Rugs can be shed due to a multitude of factors. The shedding can be the result of poor fibre quality, structure, or consumer care. Professional rug cleaning services can save your rugs from shading with various methods. However, as a rug owner, you should always consider the factors affecting your flooring. In this post, you will learn everything about shedding, from causes to cures.

What Causes Rugs to Shed? 

You’re likely thinking to yourself, “What exactly is happening on with this rug?” Sometimes shedding occurs temporarily with new carpeting and ceases after mild vacuuming and typical wear. If your carpeting is still shedding after a few days, there are two key contributing factors:

  • The fabric
  • The manufacture

Fabric: Even among wool rugs, the quality of the material varies. Wool from high-altitude sheep is used to create floorings of exceptional quality and durability. Wool from sheep raised in the lower lands is coarser and of inferior quality. Adhesives are used to bring these short wool pieces together if the sheep are sheered too often. Over time, the glue breaks down, and the fragments start to shed.

Manufacturing:  Another important consideration is the rug’s construction.

  • Handcrafted, such as hand-knotted and hand-woven fabrics
  • Machine-made floorings.

The manufacturing technique plays a vital role in rug’s quality of life. It’s the structure and weaving method that decides the years of rug’s lifespan. Threads are knotted to the carpet’s cotton or wool substrate in hand-tied rugs. A warp is regularly weaved into the carpet’s weft in hand-woven carpets. These techniques ensure that every component of the flooring is critical to its structural integrity and is less likely to come apart.
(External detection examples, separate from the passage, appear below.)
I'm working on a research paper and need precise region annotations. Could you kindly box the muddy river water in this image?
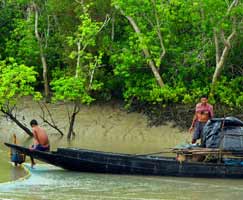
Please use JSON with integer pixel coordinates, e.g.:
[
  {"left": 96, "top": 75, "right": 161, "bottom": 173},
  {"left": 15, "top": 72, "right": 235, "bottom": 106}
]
[{"left": 0, "top": 99, "right": 243, "bottom": 200}]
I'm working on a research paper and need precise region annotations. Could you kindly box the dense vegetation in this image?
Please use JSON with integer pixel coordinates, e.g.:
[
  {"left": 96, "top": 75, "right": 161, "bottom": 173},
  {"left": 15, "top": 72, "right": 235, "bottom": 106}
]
[{"left": 0, "top": 0, "right": 243, "bottom": 136}]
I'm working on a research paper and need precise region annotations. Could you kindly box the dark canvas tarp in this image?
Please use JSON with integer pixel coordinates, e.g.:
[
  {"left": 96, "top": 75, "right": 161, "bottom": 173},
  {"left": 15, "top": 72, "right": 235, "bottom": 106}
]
[{"left": 202, "top": 117, "right": 243, "bottom": 150}]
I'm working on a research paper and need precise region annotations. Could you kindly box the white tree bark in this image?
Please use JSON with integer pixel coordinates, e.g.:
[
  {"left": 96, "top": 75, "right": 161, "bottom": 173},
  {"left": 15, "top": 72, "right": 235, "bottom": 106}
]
[
  {"left": 119, "top": 9, "right": 164, "bottom": 87},
  {"left": 212, "top": 0, "right": 239, "bottom": 87},
  {"left": 33, "top": 3, "right": 50, "bottom": 101}
]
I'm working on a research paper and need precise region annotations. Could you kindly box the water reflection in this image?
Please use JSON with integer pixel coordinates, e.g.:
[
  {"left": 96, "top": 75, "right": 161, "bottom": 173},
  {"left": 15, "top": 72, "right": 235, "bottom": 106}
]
[
  {"left": 0, "top": 100, "right": 243, "bottom": 200},
  {"left": 0, "top": 165, "right": 243, "bottom": 200}
]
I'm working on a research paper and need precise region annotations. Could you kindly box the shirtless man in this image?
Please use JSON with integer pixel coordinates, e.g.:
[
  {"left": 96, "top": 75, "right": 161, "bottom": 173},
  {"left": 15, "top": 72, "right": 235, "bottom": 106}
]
[
  {"left": 30, "top": 119, "right": 50, "bottom": 167},
  {"left": 189, "top": 96, "right": 213, "bottom": 144}
]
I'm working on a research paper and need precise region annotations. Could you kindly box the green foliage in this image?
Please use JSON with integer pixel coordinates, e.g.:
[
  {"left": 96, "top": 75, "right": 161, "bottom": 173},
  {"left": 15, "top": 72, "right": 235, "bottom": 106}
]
[
  {"left": 51, "top": 77, "right": 94, "bottom": 104},
  {"left": 0, "top": 58, "right": 41, "bottom": 106}
]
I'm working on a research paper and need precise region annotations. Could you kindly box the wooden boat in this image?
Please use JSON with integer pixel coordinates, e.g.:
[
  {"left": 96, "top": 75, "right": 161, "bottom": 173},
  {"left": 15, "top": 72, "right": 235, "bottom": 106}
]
[{"left": 5, "top": 143, "right": 243, "bottom": 178}]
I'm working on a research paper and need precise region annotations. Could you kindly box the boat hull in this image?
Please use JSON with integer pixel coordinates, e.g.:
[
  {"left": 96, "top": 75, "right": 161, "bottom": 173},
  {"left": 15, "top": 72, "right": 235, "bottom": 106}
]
[{"left": 5, "top": 143, "right": 243, "bottom": 178}]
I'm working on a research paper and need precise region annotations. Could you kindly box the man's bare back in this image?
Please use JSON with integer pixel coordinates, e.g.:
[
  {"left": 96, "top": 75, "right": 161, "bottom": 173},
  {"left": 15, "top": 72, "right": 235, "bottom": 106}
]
[{"left": 32, "top": 125, "right": 49, "bottom": 147}]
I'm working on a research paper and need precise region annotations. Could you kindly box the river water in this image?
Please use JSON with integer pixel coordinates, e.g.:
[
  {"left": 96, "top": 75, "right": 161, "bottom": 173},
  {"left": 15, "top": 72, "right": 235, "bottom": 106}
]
[{"left": 0, "top": 99, "right": 243, "bottom": 200}]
Current techniques emphasise the assembly of pieces rather than the weaving of strong, long-lasting carpets. In hand-tufting, for example, a tufting gun is used to fire fabric “tufts” through a plastic grid. These carpets require a polymer or glue to hold the tufts in place. Not only is the wool of lesser quality, but the backing material can degrade and cause the backing and pile to shed.
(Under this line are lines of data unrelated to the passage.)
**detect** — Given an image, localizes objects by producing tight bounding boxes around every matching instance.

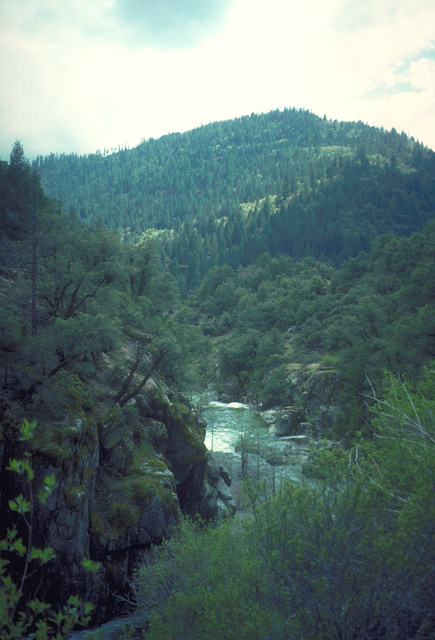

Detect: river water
[196,400,308,490]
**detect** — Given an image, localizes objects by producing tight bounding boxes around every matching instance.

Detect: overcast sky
[0,0,435,160]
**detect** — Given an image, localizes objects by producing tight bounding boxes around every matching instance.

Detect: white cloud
[0,0,435,158]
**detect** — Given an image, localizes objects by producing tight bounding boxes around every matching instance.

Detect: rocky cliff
[0,338,235,619]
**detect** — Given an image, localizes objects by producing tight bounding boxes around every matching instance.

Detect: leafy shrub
[0,420,99,640]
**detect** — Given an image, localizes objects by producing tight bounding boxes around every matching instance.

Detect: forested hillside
[33,109,435,435]
[37,109,435,295]
[0,110,435,640]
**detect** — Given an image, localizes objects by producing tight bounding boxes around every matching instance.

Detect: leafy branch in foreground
[0,420,100,640]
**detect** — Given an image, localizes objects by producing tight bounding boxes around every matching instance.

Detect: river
[196,399,309,490]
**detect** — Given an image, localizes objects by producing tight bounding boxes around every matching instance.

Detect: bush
[0,420,99,640]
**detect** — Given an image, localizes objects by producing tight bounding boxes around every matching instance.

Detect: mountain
[36,109,435,294]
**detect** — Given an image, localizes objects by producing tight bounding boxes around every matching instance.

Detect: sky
[0,0,435,160]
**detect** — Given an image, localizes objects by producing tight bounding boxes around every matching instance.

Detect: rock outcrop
[266,365,342,437]
[0,341,231,620]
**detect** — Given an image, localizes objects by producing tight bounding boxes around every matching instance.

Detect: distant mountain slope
[37,109,435,290]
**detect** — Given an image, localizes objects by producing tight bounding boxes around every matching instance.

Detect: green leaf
[81,558,101,573]
[28,598,51,614]
[8,493,32,514]
[30,547,56,564]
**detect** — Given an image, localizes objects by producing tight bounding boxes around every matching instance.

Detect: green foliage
[38,109,434,290]
[129,366,435,640]
[133,520,281,640]
[0,420,100,640]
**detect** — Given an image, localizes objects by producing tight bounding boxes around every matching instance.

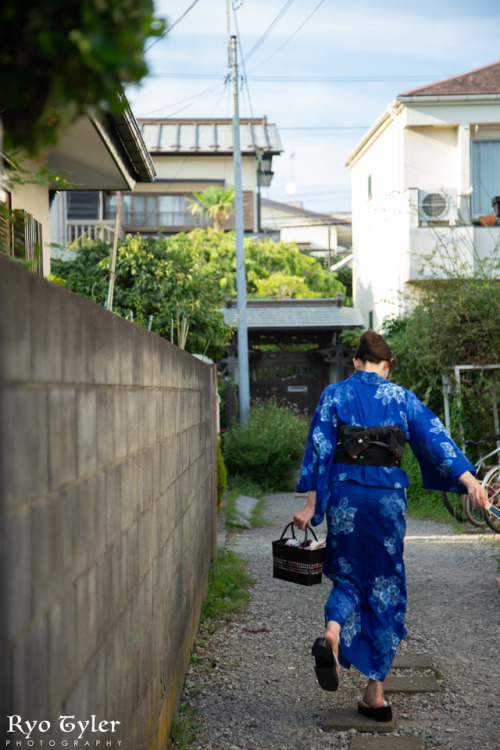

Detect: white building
[346,62,500,329]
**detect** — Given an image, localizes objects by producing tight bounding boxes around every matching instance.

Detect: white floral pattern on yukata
[297,372,474,680]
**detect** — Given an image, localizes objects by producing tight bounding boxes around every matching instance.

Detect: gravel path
[182,493,500,750]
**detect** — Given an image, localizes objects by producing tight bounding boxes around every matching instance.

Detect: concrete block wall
[0,261,216,750]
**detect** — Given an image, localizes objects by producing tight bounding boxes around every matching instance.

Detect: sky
[127,0,500,213]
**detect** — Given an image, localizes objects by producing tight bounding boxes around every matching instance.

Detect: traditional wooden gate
[250,352,329,414]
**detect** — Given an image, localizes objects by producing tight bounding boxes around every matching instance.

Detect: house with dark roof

Some machine-made carpets are manufactured at fast rates using a machine and are generally composed of polymer-based materials to resist the process. These synthetic compounds disintegrate similarly to petroleum-based goods. When low-quality wool or synthetic materials are mixed with current rug-making techniques, it is common for carpets to be shed.

Tips From the Best Rug Cleaners for Shedding Rugs

One technique for wool carpeting is to groom the loose strands using a horsehair brush, as vacuuming a shedding rug can be difficult. Don’t use a beater bar brush vacuum for these rugs; do the vacuuming by hand.

Another suggestion is to take the rug outside while landscapers are around and have them use their leaf blower and blast away the dust and “junk” in the fibres (which works much better than a vacuum on these floorings).

So, take care of your valuable rugs and don’t let them shed. Connect with professional rug cleaning services when in doubt.